Department of Biochemistry Part II student is first author of Nature Communications paper about radiation damage in proteins

Kathryn Shelley, a Department of Biochemistry Part II student and Garman group member, is the first author on a new paper published in Nature Communications. Her M.Biochemistry Part II project research has been published (Shelley and Garman - Quantifying and comparing radiation damage in the Protein Data Bank), as the culmination of her innovative and determined work both during and since graduating from Oxford. Kathryn's new metric will allow researchers to judge the degree of radiation damage inflicted on the protein during the X-ray diffraction experiment performed to determine the structure. Read on to find out more about Kathryn's work on radiation damage in protein crystallography.

Radiation damage remains one of the major bottlenecks to accurate structure solution in protein crystallography (PX). It can cause structural and chemical changes in protein crystals, and is hence an important consideration when assessing the quality and biological veracity of PX structures in repositories like the Protein Data Bank (PDB). However, detection of radiation damage artefacts has traditionally proved very challenging.
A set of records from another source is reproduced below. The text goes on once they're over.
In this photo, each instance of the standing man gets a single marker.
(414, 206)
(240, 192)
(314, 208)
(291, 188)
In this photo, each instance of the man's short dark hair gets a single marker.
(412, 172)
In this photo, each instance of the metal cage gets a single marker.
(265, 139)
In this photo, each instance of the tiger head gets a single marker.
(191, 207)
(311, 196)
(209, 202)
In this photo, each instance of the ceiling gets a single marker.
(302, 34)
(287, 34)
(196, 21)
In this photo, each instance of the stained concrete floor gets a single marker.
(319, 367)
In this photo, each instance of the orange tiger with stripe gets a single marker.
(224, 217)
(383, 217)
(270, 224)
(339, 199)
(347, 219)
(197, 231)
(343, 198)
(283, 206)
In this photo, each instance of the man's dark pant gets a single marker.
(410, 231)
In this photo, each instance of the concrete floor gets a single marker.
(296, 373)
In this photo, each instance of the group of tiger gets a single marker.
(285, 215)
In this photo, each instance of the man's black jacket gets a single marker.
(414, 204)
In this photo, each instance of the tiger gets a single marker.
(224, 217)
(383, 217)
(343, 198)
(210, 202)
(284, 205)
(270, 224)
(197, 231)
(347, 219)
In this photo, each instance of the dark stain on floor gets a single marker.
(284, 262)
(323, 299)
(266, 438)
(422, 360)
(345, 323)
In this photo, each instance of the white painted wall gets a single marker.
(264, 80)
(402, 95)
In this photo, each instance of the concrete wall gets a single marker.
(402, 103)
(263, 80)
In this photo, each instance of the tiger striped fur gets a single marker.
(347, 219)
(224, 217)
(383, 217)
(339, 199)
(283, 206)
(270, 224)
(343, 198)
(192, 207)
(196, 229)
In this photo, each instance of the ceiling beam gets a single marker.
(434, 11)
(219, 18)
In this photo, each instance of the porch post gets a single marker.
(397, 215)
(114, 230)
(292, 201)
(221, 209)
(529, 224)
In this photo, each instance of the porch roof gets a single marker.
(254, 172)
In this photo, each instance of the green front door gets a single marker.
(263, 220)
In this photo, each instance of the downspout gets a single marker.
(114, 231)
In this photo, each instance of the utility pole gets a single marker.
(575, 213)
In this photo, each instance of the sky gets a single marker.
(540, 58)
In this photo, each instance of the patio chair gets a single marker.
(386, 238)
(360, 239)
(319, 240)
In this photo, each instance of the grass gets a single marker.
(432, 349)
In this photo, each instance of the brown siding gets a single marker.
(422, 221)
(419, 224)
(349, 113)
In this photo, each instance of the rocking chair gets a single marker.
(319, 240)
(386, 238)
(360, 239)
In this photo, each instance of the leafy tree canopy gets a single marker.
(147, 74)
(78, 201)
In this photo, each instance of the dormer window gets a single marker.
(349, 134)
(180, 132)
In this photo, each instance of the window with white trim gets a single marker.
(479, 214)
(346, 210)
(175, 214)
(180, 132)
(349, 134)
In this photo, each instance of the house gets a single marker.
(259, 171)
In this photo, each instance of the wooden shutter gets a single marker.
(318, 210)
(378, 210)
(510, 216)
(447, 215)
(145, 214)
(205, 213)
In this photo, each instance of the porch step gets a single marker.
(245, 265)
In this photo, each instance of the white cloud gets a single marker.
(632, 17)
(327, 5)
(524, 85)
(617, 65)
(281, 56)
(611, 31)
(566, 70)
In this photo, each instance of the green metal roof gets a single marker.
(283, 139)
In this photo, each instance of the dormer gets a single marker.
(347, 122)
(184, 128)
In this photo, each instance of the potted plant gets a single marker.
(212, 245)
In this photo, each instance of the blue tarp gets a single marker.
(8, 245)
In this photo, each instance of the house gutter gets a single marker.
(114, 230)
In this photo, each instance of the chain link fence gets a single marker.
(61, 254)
To address this, here we introduce the Bnet metric. Bnet summarises in a single value the extent of damage suffered by a PX structure by comparing the B-factor values of damage-prone and non-damage-prone atoms in a similar local environment. After validating that Bnet successfully detects damage in 23 different PX structures previously characterised as damaged, we calculate Bnet values for 93,978 PX PDB structures collected at cryo-temperatures. Our metric highlights a range of damage features many of which would remain unidentified by the other summary statistics typically calculated for PDB structures.

 

 Figure: Observation of typical radiation damage features in structures with high Bnet values

Legend : wwPDB validation statistics, models and density maps for the 10 structures with the highest Bnet values in the PDB-REDO databank. For the eight structures with visible radiation damage artefacts in their associated electron density difference maps, a representative example is shown: for the two structures without such artefacts, the alternative causes of their high Bnet and Bnet-percentile values are shown instead. 2mF obs - DFcalc maps (blue) are contoured at 1.5 rmsd; Fobs - Fcalc difference density maps are contoured at +/- 3.0 rmsd (green/red).